Molti passaggi sono davvero belli, carichi di emozione e lo stile grafico non fa che accentuarlo. I disegni puliti, semplici, "pucciosi" in alcuni casi creano un forte contrasto con la drammaticità del racconto e nei numerosi primi piani possiamo leggere sui volti dei ragazzi i loro sentimenti che ci colpiscono al cuore e allo stomaco. Molto belli anche i paesaggi, carichi di particolari, grazie ai quali ci immergiamo in una natura meravigliosa, in quella campagna giapponese che si staglia sul mare, sfondo di tanti anime e manga.

E lo stesso stile semplice ma preciso rende quasi vivi i numerosi piatti cucinati durante la storia. Il cibo infatti è coprotagonista, nutre non solo il corpo ma anche lo spirito. Mentre Saku non riesce ad accettare la sua non idoneità alla guerra, perché vorrebbe proteggere coloro che ama e non può farlo, Miyako, pur sentendosi in colpa con i suoi compagni perché non rischia la vita come faranno loro, decide di usare questo suo "difetto". Lo trasforma in un vantaggio rendendosi utile e facendo quello che sa fare meglio, cioè cucinare pur con gli scarsi mezzi a sua disposizione.
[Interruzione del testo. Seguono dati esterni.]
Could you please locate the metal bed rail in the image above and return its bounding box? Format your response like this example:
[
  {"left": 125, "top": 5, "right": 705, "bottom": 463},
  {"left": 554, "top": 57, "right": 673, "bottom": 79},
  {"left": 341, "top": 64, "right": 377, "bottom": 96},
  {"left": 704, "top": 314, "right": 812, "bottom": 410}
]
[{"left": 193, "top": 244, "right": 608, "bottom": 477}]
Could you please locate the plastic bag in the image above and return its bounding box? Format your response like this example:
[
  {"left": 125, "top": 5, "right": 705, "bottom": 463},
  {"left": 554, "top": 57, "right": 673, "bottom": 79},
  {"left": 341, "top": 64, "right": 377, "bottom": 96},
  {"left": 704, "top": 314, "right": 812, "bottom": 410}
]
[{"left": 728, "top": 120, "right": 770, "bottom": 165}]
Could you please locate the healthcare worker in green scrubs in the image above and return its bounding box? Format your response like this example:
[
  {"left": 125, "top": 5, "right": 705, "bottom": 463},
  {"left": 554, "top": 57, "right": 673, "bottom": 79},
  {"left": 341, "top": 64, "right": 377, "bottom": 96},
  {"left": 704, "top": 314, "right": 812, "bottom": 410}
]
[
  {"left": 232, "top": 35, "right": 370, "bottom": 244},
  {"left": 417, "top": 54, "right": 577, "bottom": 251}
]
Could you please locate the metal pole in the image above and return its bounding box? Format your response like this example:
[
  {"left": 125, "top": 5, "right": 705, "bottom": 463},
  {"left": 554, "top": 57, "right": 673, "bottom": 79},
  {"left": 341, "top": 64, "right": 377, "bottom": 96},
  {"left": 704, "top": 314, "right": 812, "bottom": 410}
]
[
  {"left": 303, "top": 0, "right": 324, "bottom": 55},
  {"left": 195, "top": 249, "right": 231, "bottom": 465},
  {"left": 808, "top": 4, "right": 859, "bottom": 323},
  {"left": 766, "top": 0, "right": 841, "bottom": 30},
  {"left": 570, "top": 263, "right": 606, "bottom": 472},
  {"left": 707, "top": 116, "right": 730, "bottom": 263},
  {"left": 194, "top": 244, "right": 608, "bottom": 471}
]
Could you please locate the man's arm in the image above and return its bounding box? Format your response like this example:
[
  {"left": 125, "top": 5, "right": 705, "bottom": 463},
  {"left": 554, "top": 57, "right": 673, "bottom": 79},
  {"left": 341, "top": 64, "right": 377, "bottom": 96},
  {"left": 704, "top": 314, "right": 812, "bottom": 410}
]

«Mi piace far mangiare bene le persone, così che possano sentirsi meglio» dichiara la ragazza e grazie a questo trova la sua ragion d'essere in un mondo in cui la ragione sembra essere perduta. I piatti di Miyako accompagnano i compagni che devono partire, accolgono coloro che tornano e curano i feriti; pur essendo semplici e cucinati con pochi ingredienti, la fantasia e l'amore che vi sono dentro li rendono buoni e speciali. Le ricette accompagnate dal disegno particolareggiato del piatto sono spesso inserite alla fine del capitolo in cui sono consumate.

Home, Sweet Home! vale perciò la pena? Tirando le somme direi di sì. Non è un manga perfetto e inciampando su un finale non eccelso, lascia un po' l'amaro in bocca a scapito del resto della storia, fino a quel momento molto buona e che sa ben intrattenere. L'aspetto grafico è ottimo e già solo quello potrebbe meritare un vostro investimento nel suo acquisto. L'edizione della Panini Comics è buona, curata, negli standard del prodotto, disponibile anche nelle edicole. Nel complesso una buona opera prima, che poteva far ben sperare sul talento di Yu ma che purtroppo resterà unica a causa della precoce scomparsa dell'autrice.